Dazu äußert sich Maier eher zurückhaltend: „Wir sind da und freuen uns auf die Wiedereröffnung am 8. Juli.“ Das Personal sei indessen reduziert worden: „Von unseren 450-Euro-Kräften, die in unseren Betrieben beschäftigt sind, machen viele mittlerweile etwas anderes. Immerhin waren unsere Kinos insgesamt 14 Monate geschlossen.“

Neue App im Angebot

„Gestartet wird der Kinobetrieb am Donnerstag mit einer tollen Mischung aus Blockbustern, Family-Entertainment und anspruchsvollen Filmen“, sagt Maier. Beispielhaft nennt er „Black Widow“, „Catweazle“, „Quiet Place 2“ „Die Croods“, „Peter Hase 2“ und „Täglich grüßt die Liebe“. Als ersten großen Sommerhit kündigt Maier ab 15. Juli „Fast and Furious 9“ an. Neu angeboten wird ab dem 8. Juli die Forum Cinemas App, wo Snacks und Getränke online bestellt und direkt im Kino abgeholt werden können, wobei ein Abholmonitor im Foyer zusätzliche Hilfe liefert.

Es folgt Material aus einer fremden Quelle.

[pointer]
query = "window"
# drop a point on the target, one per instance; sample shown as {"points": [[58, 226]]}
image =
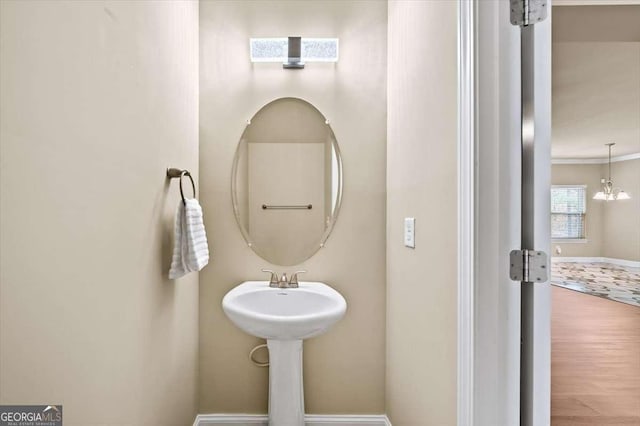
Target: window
{"points": [[568, 208]]}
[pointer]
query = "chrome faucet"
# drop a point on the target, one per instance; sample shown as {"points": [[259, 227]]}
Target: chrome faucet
{"points": [[283, 282], [273, 281]]}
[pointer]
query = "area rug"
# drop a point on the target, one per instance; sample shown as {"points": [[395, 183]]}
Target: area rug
{"points": [[614, 282]]}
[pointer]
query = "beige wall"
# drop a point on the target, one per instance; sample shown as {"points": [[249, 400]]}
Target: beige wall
{"points": [[590, 175], [421, 183], [344, 369], [622, 218], [97, 99]]}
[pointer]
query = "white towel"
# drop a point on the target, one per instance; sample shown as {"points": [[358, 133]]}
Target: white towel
{"points": [[190, 249]]}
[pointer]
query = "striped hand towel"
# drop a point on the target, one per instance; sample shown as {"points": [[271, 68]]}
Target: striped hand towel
{"points": [[190, 249]]}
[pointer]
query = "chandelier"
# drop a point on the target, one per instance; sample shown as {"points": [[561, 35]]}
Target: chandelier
{"points": [[609, 193]]}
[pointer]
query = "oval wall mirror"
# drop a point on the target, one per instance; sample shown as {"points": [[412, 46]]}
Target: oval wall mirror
{"points": [[287, 181]]}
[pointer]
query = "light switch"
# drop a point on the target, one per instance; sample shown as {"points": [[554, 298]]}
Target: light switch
{"points": [[410, 232]]}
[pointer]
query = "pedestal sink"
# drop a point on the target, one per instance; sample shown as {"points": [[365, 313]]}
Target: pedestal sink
{"points": [[284, 316]]}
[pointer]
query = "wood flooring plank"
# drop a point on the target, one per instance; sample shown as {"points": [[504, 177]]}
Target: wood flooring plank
{"points": [[595, 361]]}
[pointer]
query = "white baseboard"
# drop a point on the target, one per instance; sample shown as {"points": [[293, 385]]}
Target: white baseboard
{"points": [[619, 262], [309, 420]]}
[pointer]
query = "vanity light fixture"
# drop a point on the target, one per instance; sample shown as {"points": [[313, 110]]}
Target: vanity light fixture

Aufgrund der langen Schließzeit sei die Technik in den Gebäuden komplett heruntergefahren worden, sagt Maier. Und er fügt hinzu: „Sie wieder zu starten ist eine mehrtägige Aufgabe. Waren müssen geliefert, Buchungssysteme programmiert sowie Film- und Personalpläne erstellt werden.“

Christine Berg, Vorstandsmitglied der HDF Kino, des größten nationalen Kinoverbandes und die stärkste Interessenvertretung für Kinobetreiber im Land, ist überzeugt: „Das Interesse der Menschen daran, Unterhaltung und Kultur in Gemeinschaft und außerhalb der eigenen vier Wände zu erleben, ist nach dieser langen Zwangspause enorm“.

Das aktuelle Filmprogramm halte für jeden Geschmack etwas bereit. Laut Berg sei der Flickenteppich von uneinheitlichen Hygiene- und Sicherheitsvorschriften, der in einzelnen Bundesländern gilt, aber immer noch eine große Herausforderung.